Getting started with FastAPI
To get started with FastAPI, you first need to install it using pip:
pip install fastapi
You will also need to install an ASGI server like uvicorn to run your FastAPI application:
pip install uvicorn
Next, create a new Python file with the following code to define a simple FastAPI application:
from fastapi import FastAPI
app = FastAPI()
@app.get("/")
async def read_root():
return {"Hello": "World"}
This code creates a new FastAPI application with a single route ("/") that returns a JSON response with the message "Hello, World".

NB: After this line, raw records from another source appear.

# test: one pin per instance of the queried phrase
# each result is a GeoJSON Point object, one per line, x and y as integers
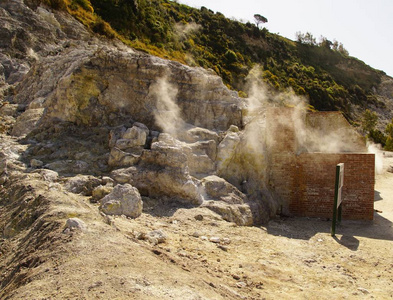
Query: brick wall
{"type": "Point", "coordinates": [304, 182]}
{"type": "Point", "coordinates": [313, 186]}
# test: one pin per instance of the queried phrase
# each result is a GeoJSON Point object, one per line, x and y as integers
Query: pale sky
{"type": "Point", "coordinates": [364, 27]}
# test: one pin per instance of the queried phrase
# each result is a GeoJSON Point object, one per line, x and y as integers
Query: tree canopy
{"type": "Point", "coordinates": [259, 19]}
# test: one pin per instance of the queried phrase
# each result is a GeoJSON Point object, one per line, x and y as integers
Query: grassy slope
{"type": "Point", "coordinates": [200, 37]}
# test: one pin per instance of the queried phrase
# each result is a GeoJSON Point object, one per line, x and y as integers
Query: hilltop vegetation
{"type": "Point", "coordinates": [325, 74]}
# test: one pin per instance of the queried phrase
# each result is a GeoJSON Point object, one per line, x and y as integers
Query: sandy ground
{"type": "Point", "coordinates": [204, 257]}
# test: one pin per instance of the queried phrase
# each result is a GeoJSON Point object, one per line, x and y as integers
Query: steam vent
{"type": "Point", "coordinates": [303, 152]}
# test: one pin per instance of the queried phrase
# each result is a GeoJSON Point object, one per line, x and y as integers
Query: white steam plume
{"type": "Point", "coordinates": [168, 112]}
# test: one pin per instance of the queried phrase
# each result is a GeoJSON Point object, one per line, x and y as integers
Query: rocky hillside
{"type": "Point", "coordinates": [108, 152]}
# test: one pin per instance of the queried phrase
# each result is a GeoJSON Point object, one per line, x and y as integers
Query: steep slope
{"type": "Point", "coordinates": [328, 77]}
{"type": "Point", "coordinates": [71, 111]}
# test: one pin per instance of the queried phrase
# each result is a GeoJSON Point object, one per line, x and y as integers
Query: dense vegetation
{"type": "Point", "coordinates": [322, 72]}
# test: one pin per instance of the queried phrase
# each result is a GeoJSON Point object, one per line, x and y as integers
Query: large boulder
{"type": "Point", "coordinates": [123, 200]}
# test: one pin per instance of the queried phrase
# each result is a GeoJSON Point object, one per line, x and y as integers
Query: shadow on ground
{"type": "Point", "coordinates": [305, 228]}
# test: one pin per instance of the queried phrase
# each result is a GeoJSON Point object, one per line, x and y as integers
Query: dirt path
{"type": "Point", "coordinates": [204, 257]}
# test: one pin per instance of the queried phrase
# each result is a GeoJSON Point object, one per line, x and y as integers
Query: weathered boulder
{"type": "Point", "coordinates": [123, 200]}
{"type": "Point", "coordinates": [68, 167]}
{"type": "Point", "coordinates": [237, 213]}
{"type": "Point", "coordinates": [157, 182]}
{"type": "Point", "coordinates": [119, 158]}
{"type": "Point", "coordinates": [75, 224]}
{"type": "Point", "coordinates": [100, 192]}
{"type": "Point", "coordinates": [82, 184]}
{"type": "Point", "coordinates": [217, 188]}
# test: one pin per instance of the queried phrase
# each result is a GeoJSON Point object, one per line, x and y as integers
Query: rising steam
{"type": "Point", "coordinates": [167, 114]}
{"type": "Point", "coordinates": [308, 138]}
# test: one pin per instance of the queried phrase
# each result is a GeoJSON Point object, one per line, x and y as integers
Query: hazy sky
{"type": "Point", "coordinates": [365, 27]}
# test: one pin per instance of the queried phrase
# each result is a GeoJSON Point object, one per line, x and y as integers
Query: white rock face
{"type": "Point", "coordinates": [76, 223]}
{"type": "Point", "coordinates": [123, 200]}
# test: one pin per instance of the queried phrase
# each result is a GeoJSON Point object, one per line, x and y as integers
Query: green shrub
{"type": "Point", "coordinates": [85, 4]}
{"type": "Point", "coordinates": [103, 28]}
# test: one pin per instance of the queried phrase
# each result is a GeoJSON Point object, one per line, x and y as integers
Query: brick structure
{"type": "Point", "coordinates": [304, 181]}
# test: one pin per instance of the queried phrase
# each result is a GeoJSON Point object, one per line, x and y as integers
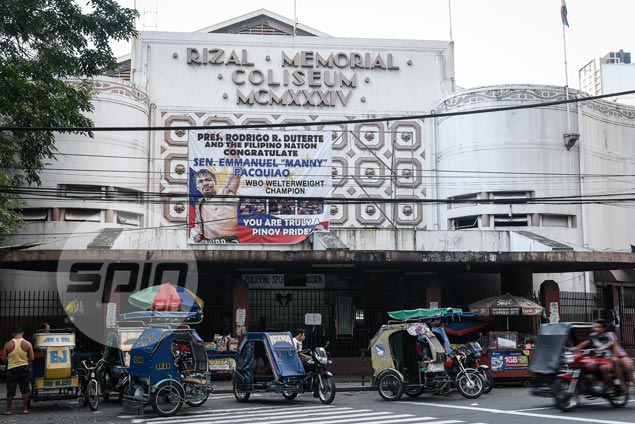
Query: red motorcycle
{"type": "Point", "coordinates": [584, 377]}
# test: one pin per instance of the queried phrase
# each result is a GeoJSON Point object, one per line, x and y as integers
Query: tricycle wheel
{"type": "Point", "coordinates": [167, 399]}
{"type": "Point", "coordinates": [326, 391]}
{"type": "Point", "coordinates": [290, 395]}
{"type": "Point", "coordinates": [564, 400]}
{"type": "Point", "coordinates": [390, 386]}
{"type": "Point", "coordinates": [414, 391]}
{"type": "Point", "coordinates": [91, 394]}
{"type": "Point", "coordinates": [488, 381]}
{"type": "Point", "coordinates": [199, 402]}
{"type": "Point", "coordinates": [618, 398]}
{"type": "Point", "coordinates": [470, 384]}
{"type": "Point", "coordinates": [240, 395]}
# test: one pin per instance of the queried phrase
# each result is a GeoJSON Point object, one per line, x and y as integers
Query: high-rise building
{"type": "Point", "coordinates": [612, 73]}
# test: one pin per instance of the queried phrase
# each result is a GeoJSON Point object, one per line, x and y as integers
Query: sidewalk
{"type": "Point", "coordinates": [343, 383]}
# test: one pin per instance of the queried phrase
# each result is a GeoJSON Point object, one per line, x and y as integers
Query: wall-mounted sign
{"type": "Point", "coordinates": [264, 187]}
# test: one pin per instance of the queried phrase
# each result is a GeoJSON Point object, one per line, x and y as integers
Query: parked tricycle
{"type": "Point", "coordinates": [399, 368]}
{"type": "Point", "coordinates": [167, 368]}
{"type": "Point", "coordinates": [269, 362]}
{"type": "Point", "coordinates": [112, 367]}
{"type": "Point", "coordinates": [55, 377]}
{"type": "Point", "coordinates": [554, 352]}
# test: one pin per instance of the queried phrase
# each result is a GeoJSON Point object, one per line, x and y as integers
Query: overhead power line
{"type": "Point", "coordinates": [336, 122]}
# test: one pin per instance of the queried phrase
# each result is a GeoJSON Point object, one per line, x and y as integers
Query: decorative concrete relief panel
{"type": "Point", "coordinates": [370, 213]}
{"type": "Point", "coordinates": [406, 136]}
{"type": "Point", "coordinates": [369, 136]}
{"type": "Point", "coordinates": [175, 169]}
{"type": "Point", "coordinates": [409, 172]}
{"type": "Point", "coordinates": [339, 134]}
{"type": "Point", "coordinates": [339, 172]}
{"type": "Point", "coordinates": [370, 172]}
{"type": "Point", "coordinates": [178, 137]}
{"type": "Point", "coordinates": [409, 213]}
{"type": "Point", "coordinates": [175, 210]}
{"type": "Point", "coordinates": [338, 212]}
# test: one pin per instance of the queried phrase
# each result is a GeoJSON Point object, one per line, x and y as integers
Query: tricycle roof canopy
{"type": "Point", "coordinates": [434, 313]}
{"type": "Point", "coordinates": [505, 305]}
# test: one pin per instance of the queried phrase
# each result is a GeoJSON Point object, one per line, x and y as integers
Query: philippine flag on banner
{"type": "Point", "coordinates": [563, 14]}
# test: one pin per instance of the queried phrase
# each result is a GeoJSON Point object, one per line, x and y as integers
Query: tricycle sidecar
{"type": "Point", "coordinates": [269, 362]}
{"type": "Point", "coordinates": [167, 368]}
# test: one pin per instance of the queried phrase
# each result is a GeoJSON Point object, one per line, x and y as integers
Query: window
{"type": "Point", "coordinates": [463, 200]}
{"type": "Point", "coordinates": [83, 191]}
{"type": "Point", "coordinates": [511, 195]}
{"type": "Point", "coordinates": [127, 218]}
{"type": "Point", "coordinates": [511, 221]}
{"type": "Point", "coordinates": [92, 215]}
{"type": "Point", "coordinates": [35, 214]}
{"type": "Point", "coordinates": [555, 221]}
{"type": "Point", "coordinates": [465, 222]}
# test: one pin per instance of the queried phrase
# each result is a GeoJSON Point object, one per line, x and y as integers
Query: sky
{"type": "Point", "coordinates": [496, 41]}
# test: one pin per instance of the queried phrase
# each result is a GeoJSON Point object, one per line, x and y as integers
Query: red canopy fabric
{"type": "Point", "coordinates": [167, 299]}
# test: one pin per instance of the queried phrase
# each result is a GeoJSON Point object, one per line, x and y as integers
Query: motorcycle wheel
{"type": "Point", "coordinates": [124, 389]}
{"type": "Point", "coordinates": [618, 398]}
{"type": "Point", "coordinates": [326, 391]}
{"type": "Point", "coordinates": [239, 394]}
{"type": "Point", "coordinates": [470, 384]}
{"type": "Point", "coordinates": [197, 403]}
{"type": "Point", "coordinates": [488, 381]}
{"type": "Point", "coordinates": [390, 386]}
{"type": "Point", "coordinates": [91, 394]}
{"type": "Point", "coordinates": [167, 399]}
{"type": "Point", "coordinates": [564, 400]}
{"type": "Point", "coordinates": [290, 395]}
{"type": "Point", "coordinates": [414, 391]}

You can run your FastAPI application using uvicorn:
uvicorn app:app --reload
This command starts the uvicorn server and reloads your FastAPI application whenever you make changes to your code.
You can now access your FastAPI application in a web browser or using tools like curl or Postman. Try accessing http://localhost:8000/ in your browser to see the "Hello, World" message.
That’s it! You have now created a simple API using FastAPI. You can now add more routes, request validation, authentication, and other features to your API to build a full-featured application.
In conclusion, FastAPI is a modern web framework for building APIs with Python that offers superior performance, type safety, automatic documentation, and middleware support compared to Flask. If you are starting a new project or looking to switch to a faster and more modern framework, give FastAPI a try!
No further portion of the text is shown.